The research team, led by biologist Jane Carlton at New York University, also discovered traces of DNA from domestic animals and from specific bacteria that are associated only with certain foods.
A similar study recovered traces of DNA on ATM keypads, reflecting the foods people ate in different neighborhoods. People in central Harlem ate more domestic chicken than those in Flushing and Chinatown, who ate more species of bony fish and mollusks. The foods people ate transferred from fingers to touchscreens, where scientists could recover a bit of their most recent meals.
We don’t leave only food behind. Traces of cocaine can be found on almost 80 percent of dollar bills. Other drugs, including morphine, heroin, methamphetamine and amphetamine, can also be found on bills, though less commonly than cocaine.
Identifying foods people eat or the drugs people use based on interactions with money might not seem all that useful, but scientists are also using these types of data to understand patterns of disease. Most of the microbes the researchers in New York identified do not cause disease. But other studies have suggested that disease-causing strains of bacteria or virus could be passed along with our currency.
Bacteria that cause food-borne illness — including Salmonella and a pathogenic strain of E.coli — have been shown to survive on pennies, nickels and dimes and can hide out on ATM machines. Other bacteria, such as methicillin-resistant Staphylococcus aureus (MRSA) which causes skin infections, are found on bank notes in the U.S. and Canada, but the extent to which they could spread infections is unknown.
Try as we may to avoid exposure to germs, they travel with us and on us. Even if disease-causing microbes can survive in places like ATMs, the good news is that most exposures don’t make us sick.

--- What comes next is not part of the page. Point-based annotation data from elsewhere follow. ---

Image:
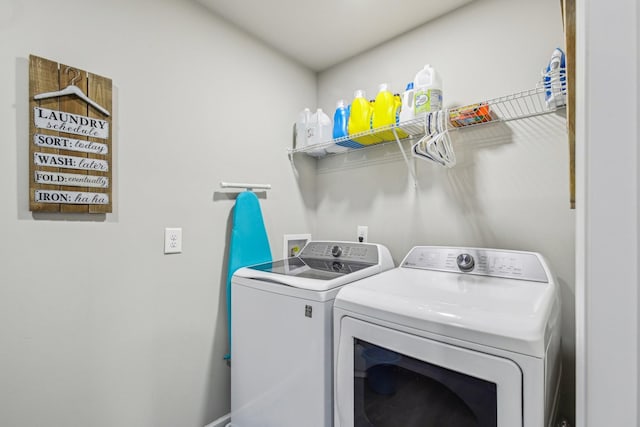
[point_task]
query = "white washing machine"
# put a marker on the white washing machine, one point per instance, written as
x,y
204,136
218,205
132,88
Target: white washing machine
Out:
x,y
281,333
452,337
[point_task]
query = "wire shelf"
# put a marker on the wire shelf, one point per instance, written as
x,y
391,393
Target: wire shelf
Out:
x,y
548,96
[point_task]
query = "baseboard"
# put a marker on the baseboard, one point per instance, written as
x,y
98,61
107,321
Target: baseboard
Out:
x,y
220,422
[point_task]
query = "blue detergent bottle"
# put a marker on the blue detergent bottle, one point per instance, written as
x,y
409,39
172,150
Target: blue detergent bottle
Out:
x,y
340,126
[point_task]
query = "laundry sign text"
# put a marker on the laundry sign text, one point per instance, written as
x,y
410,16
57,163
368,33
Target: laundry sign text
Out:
x,y
71,179
71,162
59,142
70,123
70,139
71,197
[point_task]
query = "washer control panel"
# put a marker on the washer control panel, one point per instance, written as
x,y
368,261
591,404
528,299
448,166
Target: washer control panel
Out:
x,y
483,262
345,251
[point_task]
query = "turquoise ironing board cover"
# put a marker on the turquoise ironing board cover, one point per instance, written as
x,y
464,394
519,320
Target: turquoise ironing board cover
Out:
x,y
248,244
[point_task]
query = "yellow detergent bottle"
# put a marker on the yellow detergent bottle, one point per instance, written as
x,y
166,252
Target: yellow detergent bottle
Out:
x,y
360,118
384,111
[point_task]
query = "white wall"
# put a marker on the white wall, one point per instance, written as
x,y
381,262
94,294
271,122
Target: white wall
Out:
x,y
97,326
510,188
607,279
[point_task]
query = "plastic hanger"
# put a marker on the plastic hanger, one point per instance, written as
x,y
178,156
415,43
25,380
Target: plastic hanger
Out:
x,y
72,89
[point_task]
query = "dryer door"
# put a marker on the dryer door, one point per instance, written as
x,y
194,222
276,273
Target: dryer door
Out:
x,y
389,378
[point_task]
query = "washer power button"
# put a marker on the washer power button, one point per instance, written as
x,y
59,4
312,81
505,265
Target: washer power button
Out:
x,y
465,262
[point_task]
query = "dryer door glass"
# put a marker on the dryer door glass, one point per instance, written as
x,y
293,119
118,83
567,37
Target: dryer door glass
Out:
x,y
391,389
385,377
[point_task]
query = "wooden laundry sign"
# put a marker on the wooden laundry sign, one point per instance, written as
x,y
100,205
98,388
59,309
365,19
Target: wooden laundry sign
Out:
x,y
69,138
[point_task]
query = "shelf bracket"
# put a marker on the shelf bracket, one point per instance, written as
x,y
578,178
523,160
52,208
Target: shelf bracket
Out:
x,y
410,166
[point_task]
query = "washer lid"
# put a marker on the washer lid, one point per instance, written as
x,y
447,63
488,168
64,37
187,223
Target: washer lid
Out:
x,y
512,314
323,265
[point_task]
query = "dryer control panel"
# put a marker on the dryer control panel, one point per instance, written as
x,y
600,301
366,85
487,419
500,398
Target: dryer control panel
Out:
x,y
483,262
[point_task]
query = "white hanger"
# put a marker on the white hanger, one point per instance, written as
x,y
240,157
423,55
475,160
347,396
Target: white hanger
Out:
x,y
73,90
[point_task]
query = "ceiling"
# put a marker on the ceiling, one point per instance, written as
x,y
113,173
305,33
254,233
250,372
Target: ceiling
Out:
x,y
322,33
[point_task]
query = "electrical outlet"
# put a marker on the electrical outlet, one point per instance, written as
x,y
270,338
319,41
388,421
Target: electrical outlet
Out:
x,y
362,233
172,240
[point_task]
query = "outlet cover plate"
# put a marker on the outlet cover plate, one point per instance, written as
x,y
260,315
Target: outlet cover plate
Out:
x,y
172,240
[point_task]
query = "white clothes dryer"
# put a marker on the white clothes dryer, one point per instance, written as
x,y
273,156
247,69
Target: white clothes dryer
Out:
x,y
455,337
281,333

Disease transmission linked to money is rare, and no major disease outbreaks have started from our ATMs. Although it doesn’t seem common for diseases to transmit through money, there are ways we could make our money cleaner.
Researchers are working on ways to clean money between transactions. Putting older bills through a machine that exposes them to carbon dioxide at a specific temperature and pressure can strip dollar bills of oils and dirt left behind by human fingers, while the heat kills microbes that would otherwise linger.
U.S. money is still made from a blend of cotton and linen, which has been shown to have higher bacterial growth than plastic polymers. Several countries are transitioning from money made of natural fibers to plastic, which may be less friendly to bacteria. Canada has had plastic money since 2013, and the U.K. transitioned to a plastic-based bank note last year.
Even if our money is not directly responsible for spreading disease, we can still use the dollar’s travel history to track how we spread disease in other ways. The website WheresGeorge.com, created in 1998, lets users track dollar bills by recording their serial numbers. In the almost 20 years since the site’s creation, WheresGeorge has tracked the geographic locations of bills totaling over a billion dollars.
Now, physicists at the Max Planck Institute and University of California, Santa Barbara are using data from the WheresGeorge site to track epidemics. Information on human movement and contact rates from WheresGeorge was even used to predict the spread of the 2009 swine flu.
Although we don’t know the extent to which money allows diseases to spread, mom’s advice is probably best when handling cash: Wash your hands and don’t stick it in your mouth.